Marchionne, utili e minacce

FIAT-CHRYSLER Buoni i risultati ma il nostro paese è un buco nero. Fiom e Italia nel mirino
«Su Pomigliano il confronto non si riapre», dice il capo del Lingotto alle tute blu Cgil

FIAT-CHRYSLER Buoni i risultati ma il nostro paese è un buco nero. Fiom e Italia nel mirino
«Su Pomigliano il confronto non si riapre», dice il capo del Lingotto alle tute blu Cgil

 Chrysler, Brasile, furgoncini, Ferrari e Alfa Romeo sono alla base della performance della Fiat. Il secondo trimestre del 2011 si è chiuso in positivo grazie al consolidamento del marchio americano, che ha consentitto a Marchionne di capitalizzare la quota e il venduto Chrysler. I buoni risultati in Brasile, dove la Fiat ha consolidato il primo posto nella hitparade tra i produttori di auto, è la seconda ragione del successo. Ciò detto, l’Italia e l’Europa restano i buchi neri: continua la perdita di quote nei mercati ed è ovvio che sia così, data la mancanza di modelli. Quelli nuovi sono concentrati oltre Atlantico dove Chrysler è tornata a correre aumentando quota, ricavi e utile operativo e riducendo il debito con i governi del Nordamerica.

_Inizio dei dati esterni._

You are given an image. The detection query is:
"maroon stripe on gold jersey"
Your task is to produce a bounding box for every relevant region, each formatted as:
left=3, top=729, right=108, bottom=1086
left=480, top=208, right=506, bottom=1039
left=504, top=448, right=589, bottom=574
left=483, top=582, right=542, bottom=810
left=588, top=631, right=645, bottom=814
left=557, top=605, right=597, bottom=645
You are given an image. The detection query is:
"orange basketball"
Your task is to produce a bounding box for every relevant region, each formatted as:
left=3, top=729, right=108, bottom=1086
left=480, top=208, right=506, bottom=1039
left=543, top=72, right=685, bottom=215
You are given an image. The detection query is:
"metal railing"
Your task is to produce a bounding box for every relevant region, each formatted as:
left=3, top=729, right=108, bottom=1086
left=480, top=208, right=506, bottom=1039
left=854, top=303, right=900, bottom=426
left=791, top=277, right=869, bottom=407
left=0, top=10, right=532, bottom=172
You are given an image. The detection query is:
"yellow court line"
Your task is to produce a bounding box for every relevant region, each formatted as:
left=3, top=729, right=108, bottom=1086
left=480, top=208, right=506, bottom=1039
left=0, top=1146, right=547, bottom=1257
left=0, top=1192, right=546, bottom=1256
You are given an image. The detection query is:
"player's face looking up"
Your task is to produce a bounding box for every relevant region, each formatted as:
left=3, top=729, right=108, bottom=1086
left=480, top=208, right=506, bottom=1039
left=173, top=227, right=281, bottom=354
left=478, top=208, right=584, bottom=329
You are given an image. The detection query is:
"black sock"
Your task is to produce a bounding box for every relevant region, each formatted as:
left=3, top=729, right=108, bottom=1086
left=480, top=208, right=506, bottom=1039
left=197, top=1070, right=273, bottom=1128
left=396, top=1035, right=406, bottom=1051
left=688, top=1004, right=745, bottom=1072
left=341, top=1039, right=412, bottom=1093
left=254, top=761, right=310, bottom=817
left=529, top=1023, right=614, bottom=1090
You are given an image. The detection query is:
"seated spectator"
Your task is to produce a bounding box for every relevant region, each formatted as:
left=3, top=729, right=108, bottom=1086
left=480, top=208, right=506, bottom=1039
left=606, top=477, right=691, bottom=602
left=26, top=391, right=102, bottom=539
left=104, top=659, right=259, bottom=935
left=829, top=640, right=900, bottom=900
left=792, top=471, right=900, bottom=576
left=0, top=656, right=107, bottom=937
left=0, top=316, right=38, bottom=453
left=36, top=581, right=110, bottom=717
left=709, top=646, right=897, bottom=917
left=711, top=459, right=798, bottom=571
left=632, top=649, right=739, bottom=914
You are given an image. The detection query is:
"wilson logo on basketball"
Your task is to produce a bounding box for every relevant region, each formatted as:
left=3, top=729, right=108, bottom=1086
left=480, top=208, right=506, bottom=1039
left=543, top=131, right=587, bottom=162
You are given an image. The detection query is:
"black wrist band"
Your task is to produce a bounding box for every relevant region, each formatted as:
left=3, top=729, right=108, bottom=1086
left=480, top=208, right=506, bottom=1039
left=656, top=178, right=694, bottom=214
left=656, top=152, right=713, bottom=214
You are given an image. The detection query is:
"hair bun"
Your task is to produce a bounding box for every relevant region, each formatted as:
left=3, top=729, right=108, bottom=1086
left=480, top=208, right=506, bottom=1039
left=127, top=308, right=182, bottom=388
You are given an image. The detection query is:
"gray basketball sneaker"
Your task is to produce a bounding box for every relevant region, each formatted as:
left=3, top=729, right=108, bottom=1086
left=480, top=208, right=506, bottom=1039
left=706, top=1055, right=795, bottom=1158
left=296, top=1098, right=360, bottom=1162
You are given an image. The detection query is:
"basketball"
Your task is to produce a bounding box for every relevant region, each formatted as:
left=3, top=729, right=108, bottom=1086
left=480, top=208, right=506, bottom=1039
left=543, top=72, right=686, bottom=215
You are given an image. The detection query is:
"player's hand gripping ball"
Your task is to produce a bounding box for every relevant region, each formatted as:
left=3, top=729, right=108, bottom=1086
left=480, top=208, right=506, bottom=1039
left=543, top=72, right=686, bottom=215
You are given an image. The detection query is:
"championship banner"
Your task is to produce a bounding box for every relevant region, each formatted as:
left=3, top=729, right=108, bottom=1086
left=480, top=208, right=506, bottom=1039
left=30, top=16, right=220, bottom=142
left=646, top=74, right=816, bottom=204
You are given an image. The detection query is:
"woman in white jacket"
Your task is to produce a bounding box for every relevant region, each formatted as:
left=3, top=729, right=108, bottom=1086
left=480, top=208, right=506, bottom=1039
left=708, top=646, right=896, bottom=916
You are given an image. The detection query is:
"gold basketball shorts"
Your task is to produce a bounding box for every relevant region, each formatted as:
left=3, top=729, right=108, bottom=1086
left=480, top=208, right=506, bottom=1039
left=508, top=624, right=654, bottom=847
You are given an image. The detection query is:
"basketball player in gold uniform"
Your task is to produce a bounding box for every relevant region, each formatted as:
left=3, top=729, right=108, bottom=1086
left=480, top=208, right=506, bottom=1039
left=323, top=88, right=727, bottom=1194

Gli unici marchi in controtendenza in Europa e in Italia sono quelli del lusso (Ferrari, + 20% dei ricavi) e sportivi (Alfa Romeo, grazie alla Giulietta). Segnali di ripresa anche nel settore dei veicoli commerciali, e di conseguenza l’unico stabilimento italiano del Lingotto che lavora a pieno ritmo è quello abruzzese dove si producono furgoni per Fiat e Peugeot. Il saldo, però, resta negativo.
Un bilancio di questi dati contraddittori tra Chrysler e Fiat e tra Americhe e Europa non possono non destare preoccupazione in Italia dove si producono sempre meno auto, alla faccia degli accordi separati con i sindacati che aumentano ritmi, fatica e cancellano diritti individuali e collettivi. Difficile non leggere nei numeri un crescente disinteresse di Marchionne per gli stabilimenti e l’occupazione in Italia, dentro uno spostamento dell’asse strategico della Chrysler-Fiat da Torino a Detroit. Piazzaffari, che se ne intende, ha letto i dati a modo suo: il titolo ha perso più del 4%. Si attende la fusione tra i due marchi e la nomina del gruppo dirigente unico formato da 25 top-manager, previsto «nei prossimi giorni», come ha precisato ieri l’ad. Infine, l’ulteriore scalata alla Chrysler fino al 58,5% «non c’è ragione per non farla» e si realizzerà entro l’anno.
Fiat Group automobiles ha realizzato ricavi pari a 7,6 miliardi di euro consegnando 568.400 tra vetture e veicoli commerciali leggeri nel trimestre con una crescita del 2,5%, ma bisogna sempre ricordare il buco nero italiano ed europeo, e per quanto riguarda la produzione nel nostro paese la quota è sempre più bassa: sia la Panda (per ora almeno, in attesa della resurrezione di Pomigliano d’Arco che continua a slittare nel tempo) che la Ypsilon vengono costruito nello stabilimento polacco di Thychi. La Chrysler negli Stati uniti ha recuperato quota (+1,2%) salendo al 10% del mercato e in Canada (+2%) al 14,9%.
L’aumento dell’utile netto della Fiat di 1.237 milioni di euro non deve ingannare: 1.058 milioni arrivano dalla quota in Chrysler. Senza questo apporto l’utile sarebbe di 156 milioni. I target per il 2011, alla luce dei risultati, sono rivisti al rialzo. Questi risultati si aggiungono a quelli positivi di due giorni fa sulla trimestrale della Fiat Industrial che raccoglie la parte non auto. A Industrial fa capo Irisbus che produce mezzi per il trasporto pubblico. Lo stabilimento di Avellino è a rischio chiusura.
Marchionne usa i dati della trimestrale per lanciare i suoi dardi avvelenati contro l’Italia e contro la Fiom: «Se il sistema Italia non aiuta trarremo le conseguenze» e «su Pomigliano non ci faremo minacciare», non si capisce se dalla Fiom o dalla giustizia che l’ha condannato per antisindacalità. Certo è che «non riapriamo il confronto sulla Newco», dunque nessuna riapertura di confronto. Baci e abbracci invece ai sindacati e ai lavoratori americani che hanno dato tutto, diritti, sciopero, salari, licenziamenti e pensioni per consentire il salvataggio di Chrysler. E una velata minaccia: «Non fermiamoci».